I had to simulate a biased die such that 6 occurs more than 50% of the times. Which I was able to do using:
from random import randint,choice
def bdie():
out = random.randint(0,2)
if (out==1 or out == 2):
return 6
else:
r = choice([i for i in range(1,7) if i not in [6]])
return r
def bdthrow(n):
output = []
for i in range(0,n):
if n>0 & n<=100000000:
outcome = bdie()
output.append(outcome)
else:
print("Invalid")
print(output)
For which the output would be:
[6, 6, 6, 6, 6, 3, 6, 3, 5, 4]
Now on this biased die I am supposed to find the probability of top face being 5 and I need to find the average count of each face of the die.

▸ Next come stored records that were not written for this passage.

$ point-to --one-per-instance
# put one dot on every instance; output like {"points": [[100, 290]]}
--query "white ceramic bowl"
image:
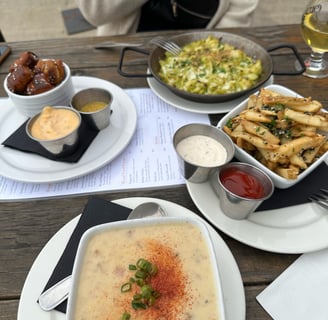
{"points": [[109, 256], [29, 106], [243, 156]]}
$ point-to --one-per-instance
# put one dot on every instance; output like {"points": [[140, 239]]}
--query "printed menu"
{"points": [[149, 161]]}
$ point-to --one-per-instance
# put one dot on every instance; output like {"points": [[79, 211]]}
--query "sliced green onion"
{"points": [[140, 282], [126, 287], [138, 305], [146, 291], [126, 316], [141, 274]]}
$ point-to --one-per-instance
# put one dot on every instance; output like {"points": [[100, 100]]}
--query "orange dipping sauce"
{"points": [[241, 183]]}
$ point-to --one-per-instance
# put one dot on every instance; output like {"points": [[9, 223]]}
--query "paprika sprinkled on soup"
{"points": [[202, 150], [241, 183], [183, 281]]}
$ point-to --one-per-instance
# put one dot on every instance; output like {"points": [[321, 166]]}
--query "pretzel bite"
{"points": [[27, 59], [40, 83], [53, 70], [19, 78]]}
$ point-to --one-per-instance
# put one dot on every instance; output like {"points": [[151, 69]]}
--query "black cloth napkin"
{"points": [[21, 141], [97, 211], [299, 193]]}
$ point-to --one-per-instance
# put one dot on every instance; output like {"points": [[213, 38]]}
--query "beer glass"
{"points": [[314, 28]]}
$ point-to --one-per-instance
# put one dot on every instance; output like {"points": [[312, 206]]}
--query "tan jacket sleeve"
{"points": [[234, 13], [122, 16], [112, 16]]}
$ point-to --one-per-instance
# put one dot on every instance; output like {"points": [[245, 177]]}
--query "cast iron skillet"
{"points": [[251, 48]]}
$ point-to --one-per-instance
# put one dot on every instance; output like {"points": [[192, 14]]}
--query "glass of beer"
{"points": [[315, 33]]}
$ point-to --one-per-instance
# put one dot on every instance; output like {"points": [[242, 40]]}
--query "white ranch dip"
{"points": [[202, 151]]}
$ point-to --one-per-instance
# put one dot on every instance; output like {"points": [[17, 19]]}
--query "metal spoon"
{"points": [[56, 294]]}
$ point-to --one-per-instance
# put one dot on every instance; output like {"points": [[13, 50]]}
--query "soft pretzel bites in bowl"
{"points": [[279, 131]]}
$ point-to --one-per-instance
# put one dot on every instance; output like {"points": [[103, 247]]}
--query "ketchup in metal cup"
{"points": [[241, 183]]}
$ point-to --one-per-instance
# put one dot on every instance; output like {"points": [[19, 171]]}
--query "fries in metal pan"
{"points": [[286, 134]]}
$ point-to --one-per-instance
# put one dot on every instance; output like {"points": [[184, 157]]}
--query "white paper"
{"points": [[301, 291], [149, 161]]}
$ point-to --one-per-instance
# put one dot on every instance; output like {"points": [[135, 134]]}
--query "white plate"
{"points": [[233, 290], [209, 108], [297, 229], [107, 145]]}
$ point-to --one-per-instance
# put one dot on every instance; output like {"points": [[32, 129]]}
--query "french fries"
{"points": [[286, 134]]}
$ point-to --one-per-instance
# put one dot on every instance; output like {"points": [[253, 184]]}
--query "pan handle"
{"points": [[120, 65], [299, 70]]}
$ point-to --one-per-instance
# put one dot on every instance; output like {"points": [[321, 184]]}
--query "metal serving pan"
{"points": [[250, 47]]}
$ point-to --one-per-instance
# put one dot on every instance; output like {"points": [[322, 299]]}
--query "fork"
{"points": [[320, 198], [166, 45], [113, 44]]}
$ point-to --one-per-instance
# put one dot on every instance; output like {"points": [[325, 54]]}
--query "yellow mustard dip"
{"points": [[93, 106], [54, 123]]}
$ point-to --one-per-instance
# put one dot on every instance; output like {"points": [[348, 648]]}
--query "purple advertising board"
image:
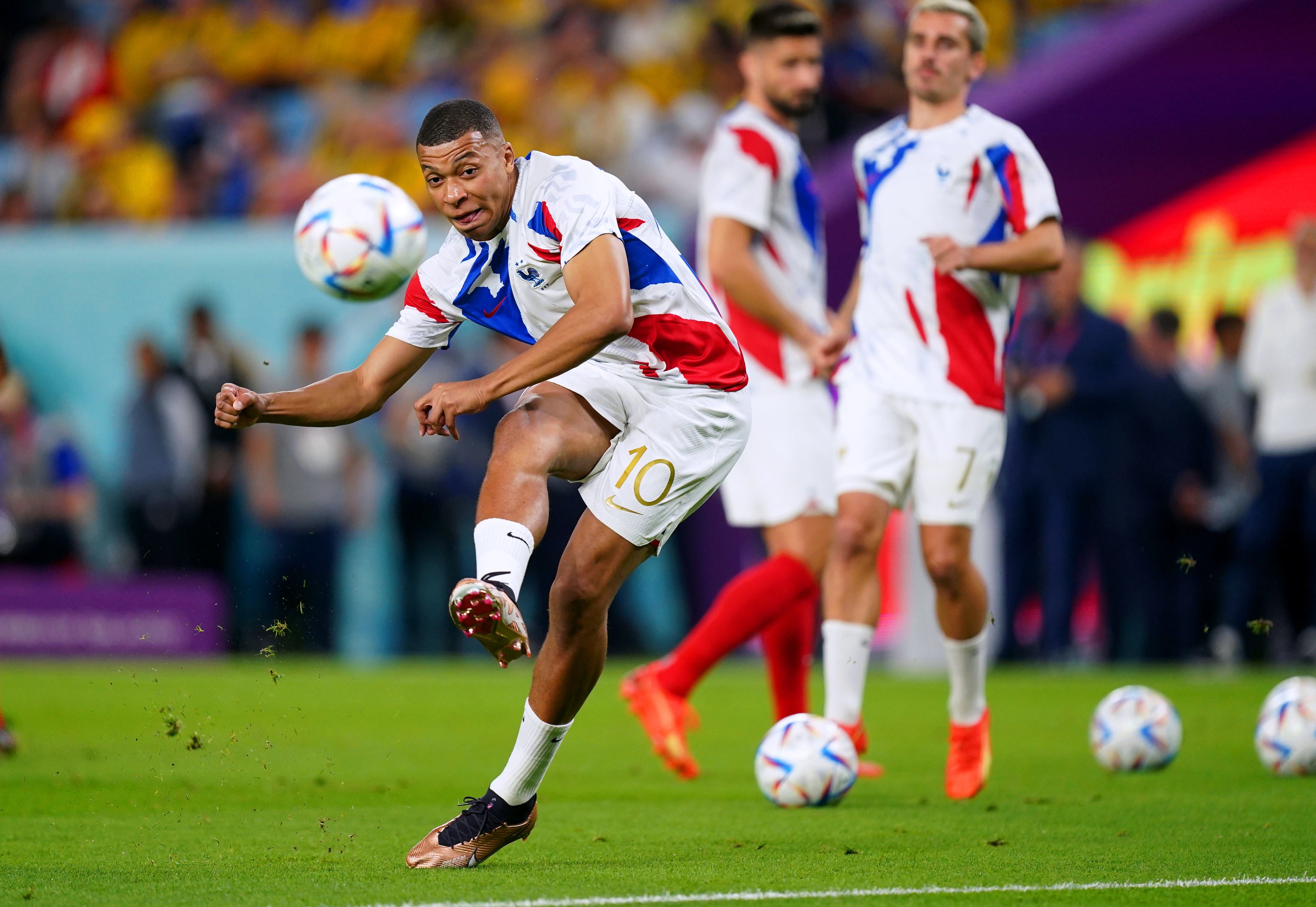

Now solving the sum on a paper is easy where I can find the probability but I'm not sure how to implement this in python.
If I understand correctly you are looking for an unbiased estimator of getting 5. Such an estimator can be the number of 5 obtains when throwing the dice enough times. I.e # fives / n
.
From memory perspective I would recommend using defaultdict
. Also there is no need to check the value of n
on every round.
from random import randint,choice
from collections import defaultdict
def bdie():
out = randint(0,2)
if (out==1 or out == 2):
return 6
else:
r = choice([i for i in range(1,7) if i not in [6]])
return r
def bdthrow(n):
output = defaultdict(int)
for i in range(0,n):
outcome = bdie()
output[outcome] +=1
return (float(output[5])/n)
There are few other optimisations to the code but naively that should work.